Sir Rhosis, I’m so very sorry! I somehow did that mental blindness thing over the “SF” part and didn’t notice it until the notification ended up in my email. I’m apparently all over the brain fart today.

Mea culpa. :frowning:

No, no, no, don’t sweat it, faithfool. Post as you wish, please. Hopefully, the title will be changed, or folks will see my note and post any genre they choose.

Sir Rhosis

Piers Anthony is my favorite ‘bad’ author. His books are a fantastic way to waste hours in bulk. If the average piece of liturature were a challenging crossword puzzle, his books would be word search puzzles. Tasty junk food for the brain.

Larry Niven.
His aliens are fantastic. Amazing. Truly alien .
His humans though… STUPID. REALLY STUPID. I mean, not a single person in any one of his books appears to ever plan more than 14 seconds in advance.
He has all these protagonists that are over 100 years old, but if I acted that dumb I would be dead before I made it to work tomorrow morning.
Still though, AMAZING freaking aliens. Neat worlds. And respectably hard sci-fi, which I think is probably why the characters are so shallow.

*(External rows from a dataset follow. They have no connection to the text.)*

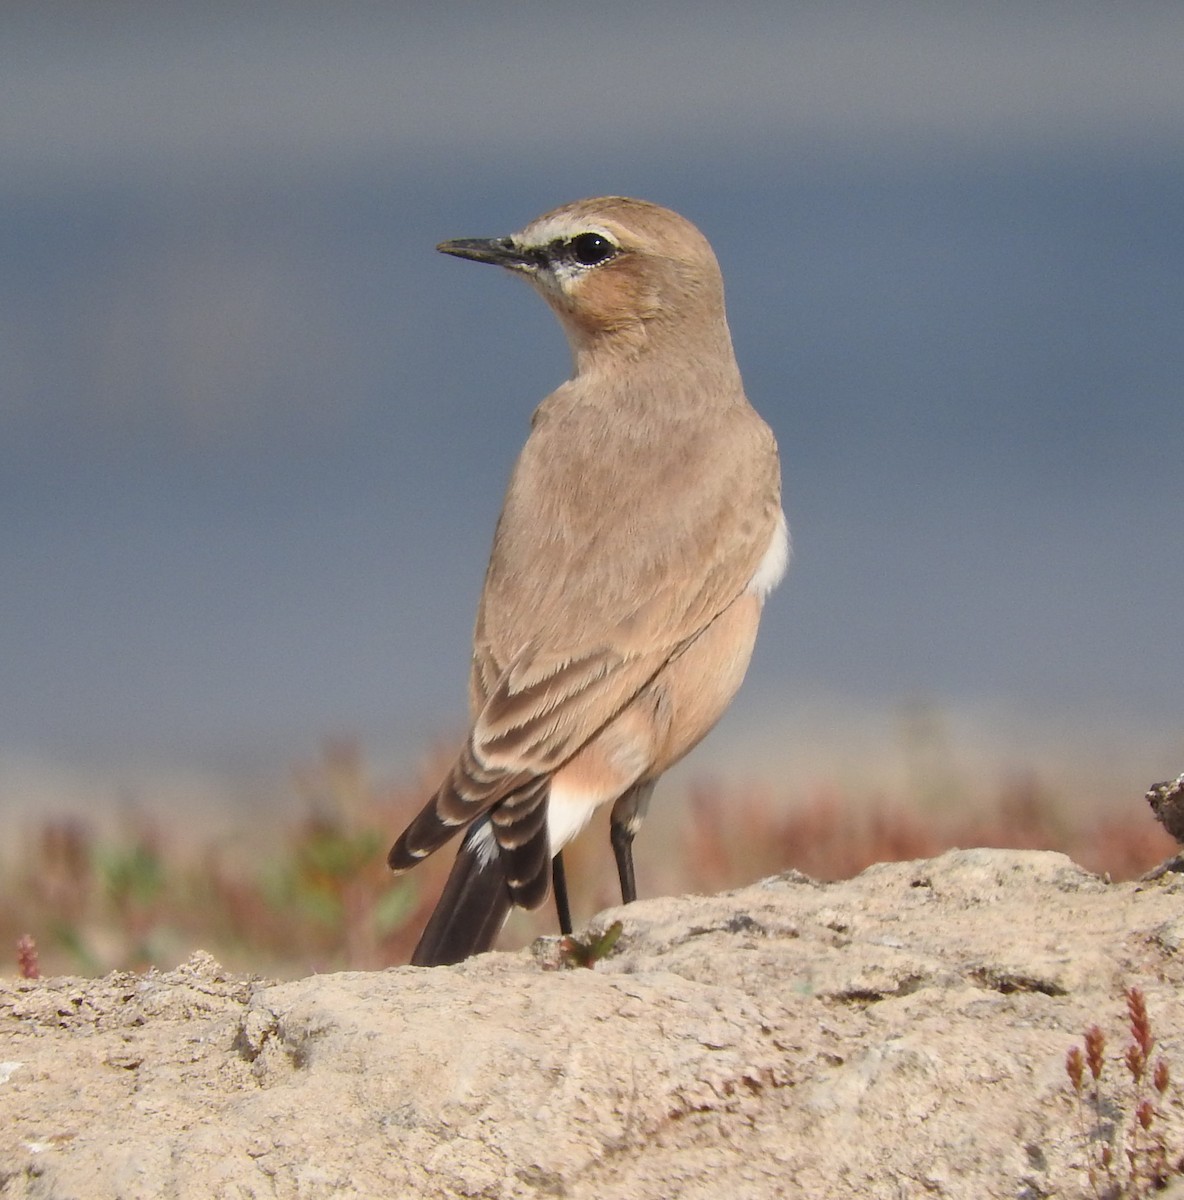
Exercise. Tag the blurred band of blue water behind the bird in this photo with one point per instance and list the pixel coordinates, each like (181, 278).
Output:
(255, 431)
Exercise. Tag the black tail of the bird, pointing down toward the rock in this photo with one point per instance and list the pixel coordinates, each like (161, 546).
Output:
(471, 913)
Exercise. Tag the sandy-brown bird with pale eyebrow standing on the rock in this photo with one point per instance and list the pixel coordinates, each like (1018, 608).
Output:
(641, 533)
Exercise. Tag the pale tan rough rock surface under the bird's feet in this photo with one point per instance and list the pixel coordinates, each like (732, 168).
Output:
(899, 1035)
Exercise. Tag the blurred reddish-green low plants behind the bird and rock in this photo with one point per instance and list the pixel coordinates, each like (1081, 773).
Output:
(318, 897)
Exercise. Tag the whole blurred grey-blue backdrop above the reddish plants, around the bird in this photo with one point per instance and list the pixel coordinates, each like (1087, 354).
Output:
(255, 431)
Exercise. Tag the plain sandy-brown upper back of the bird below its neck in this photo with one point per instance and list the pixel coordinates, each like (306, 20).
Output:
(611, 507)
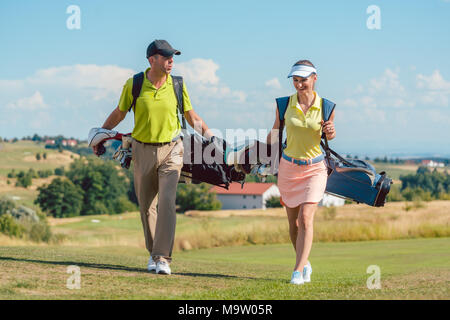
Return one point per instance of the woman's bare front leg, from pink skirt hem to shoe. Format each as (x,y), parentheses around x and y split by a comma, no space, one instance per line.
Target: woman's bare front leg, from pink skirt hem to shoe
(305,234)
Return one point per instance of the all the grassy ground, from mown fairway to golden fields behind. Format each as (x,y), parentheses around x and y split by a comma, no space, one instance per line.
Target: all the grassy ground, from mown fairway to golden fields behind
(228,254)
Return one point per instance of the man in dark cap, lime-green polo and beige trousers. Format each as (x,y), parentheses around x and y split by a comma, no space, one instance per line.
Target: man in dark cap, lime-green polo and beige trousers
(157,150)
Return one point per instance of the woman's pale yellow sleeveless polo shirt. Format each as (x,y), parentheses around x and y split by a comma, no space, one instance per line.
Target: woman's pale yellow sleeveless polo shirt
(303,130)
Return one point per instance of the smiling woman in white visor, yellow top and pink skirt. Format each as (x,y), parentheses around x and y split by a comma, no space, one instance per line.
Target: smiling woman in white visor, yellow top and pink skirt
(302,173)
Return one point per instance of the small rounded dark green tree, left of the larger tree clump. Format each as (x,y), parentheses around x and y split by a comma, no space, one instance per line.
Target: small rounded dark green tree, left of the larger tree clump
(61,198)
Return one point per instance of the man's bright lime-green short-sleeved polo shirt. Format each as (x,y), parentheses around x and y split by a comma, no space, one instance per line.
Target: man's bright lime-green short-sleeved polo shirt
(156,114)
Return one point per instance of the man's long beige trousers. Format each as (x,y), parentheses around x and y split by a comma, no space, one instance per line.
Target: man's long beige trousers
(156,173)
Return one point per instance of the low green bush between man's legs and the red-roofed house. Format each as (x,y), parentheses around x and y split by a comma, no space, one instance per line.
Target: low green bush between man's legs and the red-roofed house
(196,197)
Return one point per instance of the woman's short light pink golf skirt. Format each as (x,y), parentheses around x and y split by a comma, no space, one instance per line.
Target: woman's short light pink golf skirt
(301,183)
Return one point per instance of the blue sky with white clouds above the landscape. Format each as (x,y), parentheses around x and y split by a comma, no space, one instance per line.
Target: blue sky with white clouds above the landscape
(391,86)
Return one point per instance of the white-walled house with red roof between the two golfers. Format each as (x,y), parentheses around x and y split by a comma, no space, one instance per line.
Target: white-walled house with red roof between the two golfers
(252,196)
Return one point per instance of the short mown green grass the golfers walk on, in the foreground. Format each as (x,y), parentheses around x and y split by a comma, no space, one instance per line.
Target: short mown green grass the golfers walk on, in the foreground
(410,269)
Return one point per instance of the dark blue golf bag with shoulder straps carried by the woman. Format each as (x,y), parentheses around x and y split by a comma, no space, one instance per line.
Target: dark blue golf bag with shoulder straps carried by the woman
(356,180)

Threads about “bad” SF authors come up with somne regularity on this Board. I have o admit that I’m surprised by this one, though.

Normaly the winner for “best” bad author is Fanhorpe, who wrote a huge amount of appallingly bad SF under a variety of pseudonyms. There’s an entire website devoted o his stuff, an t is amusingly but appallingly bad.

Then there’s Jim Theiss and The Eye of Argon. See this site: http://public.logica.com/~stepneys/sf/argon.htm

I defy you to read the story aloud without cracking up. An Theiss wasn’t trying to be funny.
Some other favorites of mine – Don Pendleton’s excruciatingly bad Cataclysm. A book called The Null-Frequency Impulser that I’ve forgotten the autho of. Damned near everything publkished by Laser Books back in the 1970s.

But the choices you folks have given – Foster, Turtledove, Burroughs, Niven!Sorry, guys. Even with all theit flaws, and at their worst, they’re light years better than the general run, and specfically a lot of others I could name. Like Michael Crichton.

The R.L. Fanthorpe Fan Page has moved here:

http://www.peltorro.com/
“Pel Torro” is one of his many pseudonyms, and the one under which he wrote his masterpiece, Galaxy 666, a book of which half seems to be literal copies of sections of Roget’s [BThesaurus**.